Formula 1’s intense schedule is a “harsh price to pay” but a “necessity” for the championship to exist in 2020, says Renault boss Cyril Abiteboul.
A packed European schedule will kick off in Austria this weekend as F1 2020 finally begins after the hiatus caused by the coronavirus pandemic.
So far eight races are planned across 10 weeks but The Race understands this may become 12 grands prix in 15 weeks if additional events at Mugello, Hockenheim and Algarve are added.
F1 will definitely start its season with two triple-headers, and teams forced to observe strict COVID-19 safety protocols that restrict their movement and activity – putting personnel on the road for weeks at a time.
“That F1 has been able to come with a very structured response, including from a safety perspective with a sense of constraint associated, is good,” said Abiteboul.
“It will be very challenging for the team, after already a period that has been demanding for anyone, then move into a period that’s going to be challenging for all the mechanics, engineers, that will have to leave their family for almost a month.
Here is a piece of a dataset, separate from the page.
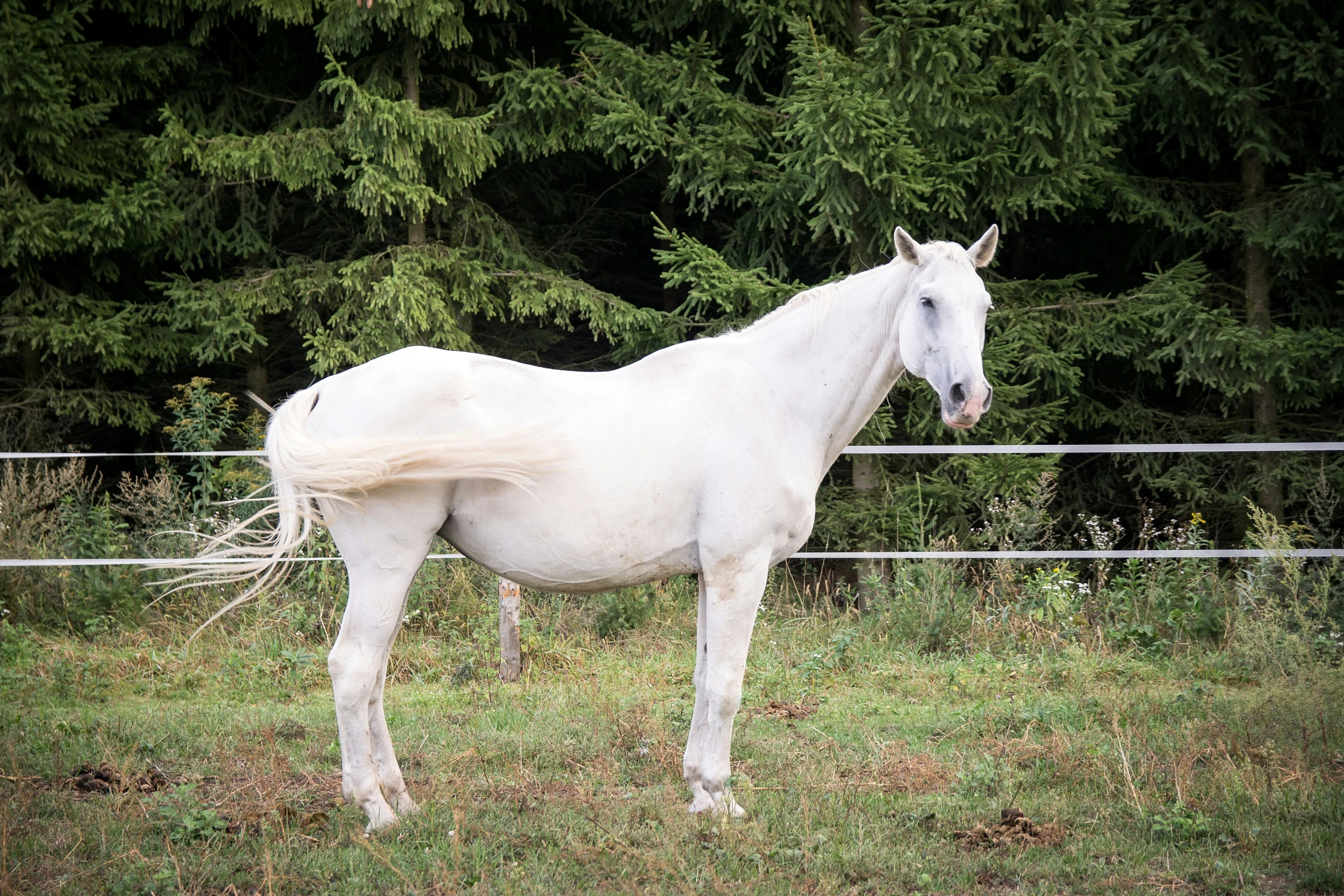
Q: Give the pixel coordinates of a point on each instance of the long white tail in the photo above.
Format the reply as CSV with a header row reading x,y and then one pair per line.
x,y
313,479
“Then another month when we get into the next triple-header. And there are probably more of these to come later in the season.
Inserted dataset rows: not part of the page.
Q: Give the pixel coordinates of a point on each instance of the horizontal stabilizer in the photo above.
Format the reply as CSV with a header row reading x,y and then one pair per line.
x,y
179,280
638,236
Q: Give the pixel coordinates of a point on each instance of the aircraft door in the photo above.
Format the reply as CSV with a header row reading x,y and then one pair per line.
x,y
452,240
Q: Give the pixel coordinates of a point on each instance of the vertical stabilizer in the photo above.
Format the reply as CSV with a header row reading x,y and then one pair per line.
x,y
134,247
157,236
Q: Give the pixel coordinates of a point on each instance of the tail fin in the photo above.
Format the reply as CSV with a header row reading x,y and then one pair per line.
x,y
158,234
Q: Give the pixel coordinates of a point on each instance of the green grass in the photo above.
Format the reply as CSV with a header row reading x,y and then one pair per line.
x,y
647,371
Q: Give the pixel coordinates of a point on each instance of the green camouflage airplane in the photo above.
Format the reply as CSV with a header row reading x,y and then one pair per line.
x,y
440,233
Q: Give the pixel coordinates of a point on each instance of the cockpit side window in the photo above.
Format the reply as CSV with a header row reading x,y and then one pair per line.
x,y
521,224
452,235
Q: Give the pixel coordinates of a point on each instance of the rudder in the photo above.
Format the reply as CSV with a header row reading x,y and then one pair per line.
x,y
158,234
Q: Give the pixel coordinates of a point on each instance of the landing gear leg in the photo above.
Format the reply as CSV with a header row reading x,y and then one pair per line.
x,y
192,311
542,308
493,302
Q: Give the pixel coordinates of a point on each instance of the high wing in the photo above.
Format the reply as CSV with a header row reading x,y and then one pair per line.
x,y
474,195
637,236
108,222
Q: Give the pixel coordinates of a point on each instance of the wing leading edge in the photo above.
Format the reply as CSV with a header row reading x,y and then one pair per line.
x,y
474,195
“It’s a harsh price to pay. But we all know that are sacrifices to be made in F1 if you want to compete and for some of us without the satisfaction of the result, the reward of the result, which is even harder.
“But it’s a necessity for our sport to exist this year and to remain strong in the year to come.
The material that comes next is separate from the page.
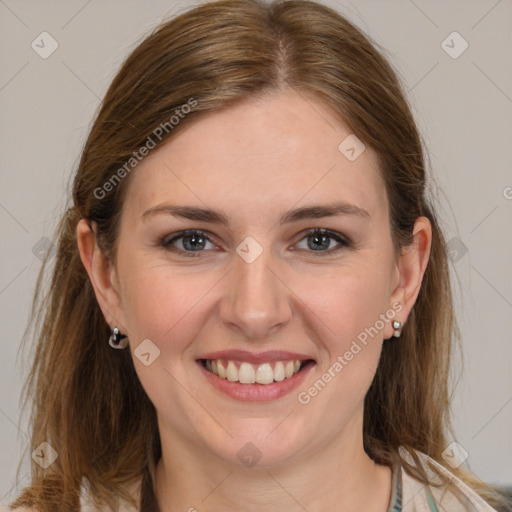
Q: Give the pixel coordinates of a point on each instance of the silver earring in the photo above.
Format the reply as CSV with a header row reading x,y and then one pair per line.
x,y
117,340
397,326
“Keeping in mind that the target for F1 is to maintain our overall value post-crisis and that is what needs to be done this year.”
Teams have to operate in bubbles at the early grands prix, which means restricted movement in the paddock and having to socialise as isolated groups.
They will spend two weeks in Austria, as F1 is starting its season with back-to-back Red Bull Ring races, before travelling to Budapest for the Hungarian Grand Prix.
With strict testing for COVID-19 in place, including a pre-travel test and subsequent tests every five days on-site, Abiteboul said it would be a difficult period but one that must be respected to protect F1’s safety protocols.
“We need to take a bit of a balanced approach between what should be done reflecting the instructions and guidelines provided by the FIA on what needs to be done on-track, versus what you’re doing between races,” said Abiteboul.
“They can’t regulate what you do between races but you need some form of consistency between the practices and level of security and the risk you could be incurring off-track, otherwise the whole system doesn’t stack up and could collapse.
“But it’s going to be a long, tough, challenging period for the guys. We want to find some time to relax.
“I think there will be some biking, we’re lucky to be starting in Austria, which is a very nice place with lots of space.
“The bars are off. You can’t really be socially distant in a bar, especially if whole teams are starting to mix when we say that can’t be happening in the paddock.
“So that’s the sort of guideline that we’ve provided. I fully trust the common sense of our teams to do that.”